Forum OpenACS Q&A: What is the best way to store long texts in PostgreSQL?

1: What is the best way to store long texts in PostgreSQL?

Posted by Peter Marklund on 09/05/02 10:54 AM

So here is another question in my "What is the best way" series. I
need to store patches for the Bug Tracker, i.e. I need to store a
potentially large chunk of text (although in my experience patches are
usually not too big).

As a first simple solution I stuff the patch file into a text column.
I tested this approach with a huge patch file (36,000 lines, 11 MB)
and it worked ok although it took quite a while to upload. Doing
select * from the table in psql caused a segmentation fault though...

What do you guys think - should I be using Don's storage mechanism
provided by acs-kernel/sql/postgresql/lobs.sql for patches?

I experimented with using File Storage for patches, but that approach
is a little involved. It causes a dependency on the File Storage app,
requires a root folder and also, there is no TCL proc for adding a
file to file storage (although one could easily be extracted from the
file-add-2.tcl file in file storage, I noticed that attachments has
duplicated this file, I don't know why).

2: Response to What is the best way to store long texts in PostgreSQL? (response to 1)

Posted by Jun Yamog on 09/05/02 12:30 PM

Hi Peter,

I think the best way to make a content type on the Content Repository (CR). Have this content type store the data into either file or lob. I am not yet familiar with Bug Tracker but I think it would best if Bug Tracker made use of CR to store the patches and even the description etc. File-Storage, ETP, CMS are just UI and extensions of CR.

In a nutshell here is how I will approach the problem:

- create a bugtacker_item and bugtracker_patch content type. See content_type__create

- for each bug tracker instance create a cr_folder and register the custom content types into this folder. This is optional since you may not need a folder paradigm anyway. You can also make use of your own table and point the bugtracker_item parent_id to its primary key.

- A bug will be stored in bugtracker_item and the patch files on the bugtracker_patch content type. The bugtracker_patch will point its parent_id to the bugtracker_item.

Content Repository is part of the core anyway so this should not add any dependency to the bug tracker. If the bugtracker is more or less finished you can just create a bugtracker_patch content type and store the patch files on the CR. Store them in either file or lob storage type. And point the parent_id of the bugtracker_patch to the object_id of the bug entry. I hope this helps.

For a sample code of this I put in a feature on ticket-tracker lite to attach files. The files are stored in CR. Of course this code was made about a year ago. So some approaches are not done properly. If you still want to make use of file-storage you may want to look at the attachment package at dotLRN. Attachment makes us of the file storage as its backend.

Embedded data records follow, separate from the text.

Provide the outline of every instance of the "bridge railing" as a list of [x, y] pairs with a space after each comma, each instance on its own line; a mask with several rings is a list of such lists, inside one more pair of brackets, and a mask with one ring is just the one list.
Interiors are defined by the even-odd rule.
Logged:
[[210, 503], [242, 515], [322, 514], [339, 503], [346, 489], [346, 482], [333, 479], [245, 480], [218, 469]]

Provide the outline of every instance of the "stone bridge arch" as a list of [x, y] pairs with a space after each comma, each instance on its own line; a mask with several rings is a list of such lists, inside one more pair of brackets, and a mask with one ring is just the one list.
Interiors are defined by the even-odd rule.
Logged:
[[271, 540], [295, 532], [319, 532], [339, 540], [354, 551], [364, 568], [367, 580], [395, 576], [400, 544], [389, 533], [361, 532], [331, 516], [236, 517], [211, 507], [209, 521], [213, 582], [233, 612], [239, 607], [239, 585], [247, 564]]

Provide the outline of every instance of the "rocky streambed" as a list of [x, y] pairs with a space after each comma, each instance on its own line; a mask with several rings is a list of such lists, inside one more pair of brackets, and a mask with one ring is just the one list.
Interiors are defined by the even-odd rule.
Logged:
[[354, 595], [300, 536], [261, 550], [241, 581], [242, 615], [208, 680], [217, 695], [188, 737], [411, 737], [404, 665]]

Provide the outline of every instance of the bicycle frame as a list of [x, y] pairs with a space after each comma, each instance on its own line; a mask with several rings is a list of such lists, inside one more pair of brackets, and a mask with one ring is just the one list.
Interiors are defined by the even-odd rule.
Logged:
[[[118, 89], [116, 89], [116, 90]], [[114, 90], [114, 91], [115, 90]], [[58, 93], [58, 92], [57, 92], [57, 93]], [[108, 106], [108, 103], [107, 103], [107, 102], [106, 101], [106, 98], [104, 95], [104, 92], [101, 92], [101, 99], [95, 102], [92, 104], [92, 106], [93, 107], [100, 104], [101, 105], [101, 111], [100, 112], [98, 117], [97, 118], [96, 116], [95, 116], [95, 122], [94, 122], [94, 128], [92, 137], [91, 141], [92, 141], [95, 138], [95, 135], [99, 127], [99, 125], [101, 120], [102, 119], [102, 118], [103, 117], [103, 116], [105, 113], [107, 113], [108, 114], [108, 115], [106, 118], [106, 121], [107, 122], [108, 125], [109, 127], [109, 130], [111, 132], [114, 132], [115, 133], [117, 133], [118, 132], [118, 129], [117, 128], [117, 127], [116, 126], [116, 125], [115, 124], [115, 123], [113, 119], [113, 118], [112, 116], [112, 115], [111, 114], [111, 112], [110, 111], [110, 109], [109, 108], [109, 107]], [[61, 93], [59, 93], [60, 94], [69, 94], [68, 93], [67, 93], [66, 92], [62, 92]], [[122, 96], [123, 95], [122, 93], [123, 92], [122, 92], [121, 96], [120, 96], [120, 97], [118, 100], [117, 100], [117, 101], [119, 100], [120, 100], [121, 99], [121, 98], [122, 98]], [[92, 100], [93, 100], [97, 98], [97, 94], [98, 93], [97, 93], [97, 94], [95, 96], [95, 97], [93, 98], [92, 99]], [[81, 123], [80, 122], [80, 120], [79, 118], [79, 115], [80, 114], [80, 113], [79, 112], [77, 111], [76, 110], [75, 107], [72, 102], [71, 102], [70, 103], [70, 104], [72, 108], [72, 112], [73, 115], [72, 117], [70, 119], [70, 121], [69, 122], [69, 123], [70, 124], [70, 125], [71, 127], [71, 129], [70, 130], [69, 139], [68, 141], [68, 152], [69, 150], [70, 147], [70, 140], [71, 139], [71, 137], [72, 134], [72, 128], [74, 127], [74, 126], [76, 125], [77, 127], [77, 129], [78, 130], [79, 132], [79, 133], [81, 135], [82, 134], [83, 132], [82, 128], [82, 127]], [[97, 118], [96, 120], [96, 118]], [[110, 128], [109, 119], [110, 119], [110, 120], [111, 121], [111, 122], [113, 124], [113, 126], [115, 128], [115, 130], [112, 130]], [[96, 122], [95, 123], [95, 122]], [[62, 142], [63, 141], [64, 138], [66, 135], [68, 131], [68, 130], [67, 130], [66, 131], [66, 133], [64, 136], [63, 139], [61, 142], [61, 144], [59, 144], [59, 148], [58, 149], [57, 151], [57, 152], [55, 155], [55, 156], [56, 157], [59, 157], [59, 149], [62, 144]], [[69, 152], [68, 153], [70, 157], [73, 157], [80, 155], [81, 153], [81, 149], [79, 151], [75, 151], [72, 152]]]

3: Response to What is the best way to store long texts in PostgreSQL? (response to 1)

Posted by Don Baccus on 09/05/02 04:01 PM

Adding to what Jun said file storage is just a relatively lightweight wrapper around the CR. Check out cr_import_content in acs-content-repository/tcl/revision-procs.tcl. It only handles stuffing in file content into the file system or a large object (LOB in Oracle, PG driver hack in PG). It is assumed the file content is of arbitrary type so can't be stored directly as text or CLOB.

There is no corresponding utility to import a known text file or form entry as CLOB or text (the CR allows for storing text directly in PG). There should be, though. The cr_import_content utility itself should handle known text files (i.e. pass in a switch that tells it the file's known to be text). And an additional utility should be written to take a Tcl string and stuff it in the CR.

In general I'd say store known text as text unless you store items in the file system rather than the db. In Oracle, it's still stored as a LOB. In PG storing known text in the revision's text column should be considerably more efficient than using the driver LOB hack. The LOB hack uuencodes content (which is considered to be arbitrary binary content) on input and uudecodes on output, which is relatively expensive. The encoded data is 33% longer than the original, too. It does this because there's no general PG API for inserting arbitrary binary data outside of the rather strange large object implementation which had lots of problems when we started this project (at the time you couldn't make a consistent dump of your db if you used PG large objects, sort of a killer and that was just one problem).

As far as the psql seg fault ... please report that to the PG folks!

I'd recommend making a folder for the bug tracker instance (perhaps every project in the bugtracker instance?). Why? We've been talking about hooking webdav up to the CR, for one thing, and this would allow for remote browsing and viewing and (most importantly) editing of content outside of a browser.

The CR is admittedly awkward to use but isn't that bad once you play with it some. General routines like cr_import_content help a lot.

In 4.7 we should remove fs_root_folders and move the package id into cr_folders. If not objects themselves. The question "which package created this folder?" or "which package created this object?" are increasingly common ones (notifications needs the latter, for instance) ...

In 4.7 I also want to expose a bunch of the existing CMS "build content" Tcl API at a higher level and Lars has talked about even more ambitious efforts to make the CR (and objects in general) easier to use.